Weimaraners are notorious for having a big split in the breed between show and field types. This split is so severe (coat color and length aside) that the show Weimaraner and field Weimaraner almost appear to be two different breeds that merely share the same gray coat color. And while my first Weimaraner was a Dual Champion (one of fewer than 90 in the breed's history), I personally do not think the conformation and build of an athletic field dog that is designed to do his job -- not looks like he can, but actually does do his job -- is rewarded in the show ring.
What does that have to do with Blues? Well, I've engaged in my share of the "blue argument," both with opponents of the color and within the small group of supporters. Arguments with fellow supporters may seem surprising, but they ultimately ended up helping me get to an important realization for my breeding program -- that I had a passion for a variety that had not be tainted by the show ring for 40 years. And that this was a good thing!
Granted there is a huge problem of Blues being tainted by those just wanting to make a buck off the coat color, but at least there isn't some lopsided focus on over-done, over-angulated, out of proportion, gigantic beasts that can't hunt their way our of a paper bag.
In 1944, prior to the Blue coat color disqualification, the Weimaraner Club of America's breed standard was quite clear:
It is not the purpose of the Weimaraner Club of America to sacrifice the basic hunting instincts of the breed to bench performance.

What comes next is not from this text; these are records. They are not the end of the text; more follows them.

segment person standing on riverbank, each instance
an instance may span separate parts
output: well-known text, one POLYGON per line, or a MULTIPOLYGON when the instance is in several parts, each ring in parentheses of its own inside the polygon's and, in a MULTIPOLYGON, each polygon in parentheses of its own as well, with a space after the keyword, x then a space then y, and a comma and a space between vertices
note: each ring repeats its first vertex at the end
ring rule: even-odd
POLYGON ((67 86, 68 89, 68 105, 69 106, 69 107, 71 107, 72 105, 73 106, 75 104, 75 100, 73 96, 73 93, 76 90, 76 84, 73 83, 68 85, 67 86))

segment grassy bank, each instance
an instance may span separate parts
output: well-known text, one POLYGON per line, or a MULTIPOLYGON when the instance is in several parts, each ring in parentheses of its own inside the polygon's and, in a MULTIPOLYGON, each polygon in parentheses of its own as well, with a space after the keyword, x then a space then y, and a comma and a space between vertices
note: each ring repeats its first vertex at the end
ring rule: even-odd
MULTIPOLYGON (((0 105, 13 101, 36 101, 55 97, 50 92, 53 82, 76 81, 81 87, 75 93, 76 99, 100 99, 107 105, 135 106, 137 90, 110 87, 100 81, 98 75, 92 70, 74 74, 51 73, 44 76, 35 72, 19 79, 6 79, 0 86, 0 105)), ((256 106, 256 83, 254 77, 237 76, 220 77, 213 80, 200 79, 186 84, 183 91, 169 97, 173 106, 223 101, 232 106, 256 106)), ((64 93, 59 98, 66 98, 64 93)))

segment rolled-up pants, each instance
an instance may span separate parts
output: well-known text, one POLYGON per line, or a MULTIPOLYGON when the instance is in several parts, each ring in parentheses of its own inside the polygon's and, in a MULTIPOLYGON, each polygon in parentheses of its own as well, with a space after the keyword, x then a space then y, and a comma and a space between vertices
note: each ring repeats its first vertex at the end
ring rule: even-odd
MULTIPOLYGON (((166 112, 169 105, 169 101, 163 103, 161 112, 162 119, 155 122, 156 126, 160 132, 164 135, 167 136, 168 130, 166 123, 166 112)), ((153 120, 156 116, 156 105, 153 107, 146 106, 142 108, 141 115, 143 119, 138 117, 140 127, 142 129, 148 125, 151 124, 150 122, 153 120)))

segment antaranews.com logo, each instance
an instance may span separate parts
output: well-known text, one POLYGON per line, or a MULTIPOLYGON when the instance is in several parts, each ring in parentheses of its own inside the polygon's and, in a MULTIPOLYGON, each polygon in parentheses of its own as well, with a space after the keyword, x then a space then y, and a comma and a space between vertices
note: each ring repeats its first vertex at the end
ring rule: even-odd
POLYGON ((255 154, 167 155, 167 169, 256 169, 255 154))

The objective in breeding is the maintenance of those qualities which have made the Weimaraner outstanding as a hunting dog.
There are many breeds that prefer to stay out of the AKC to keep the focus on function and ability, not the show ring. This goes for all working breeds, but for pointing breeds, just take a look at the dogs registered with American Field's Field Dog Stud Book and the North American Versatile Hunting Dog Association, and you will see breeds that look and act nothing like their AKC counterpart -- that is, if there even is an AKC counterpart!
My first Blue Weimaraner was thoughtfully selected and was from backyard bred "huntin' lines." She was an excellent dog with an amazing temperament that can still be seen in my dogs today. She was hardy and healthy, with an exceptional nose and intelligence that was unparalleled. Was she as stylish and flashy as my field trial dogs? Nope. But damn that dog could put birds in the bag.
Three generations later, with some careful breeding, along with some luck, her grandson has won the Weimaraner National Field Championships, and he can keep his own in field trials -- despite his Blue coat color.
So why do I breed Blues when the same could have been achieved with traditional Gray Weimaraners? It certainly would have been an easier path! But my desire is to contribute towards the goal of legitimizing Blue WEIMARANERS as all-breed competitive field trial dogs. That said, the larger goal of my breeding program has very little to do with color. I love them both!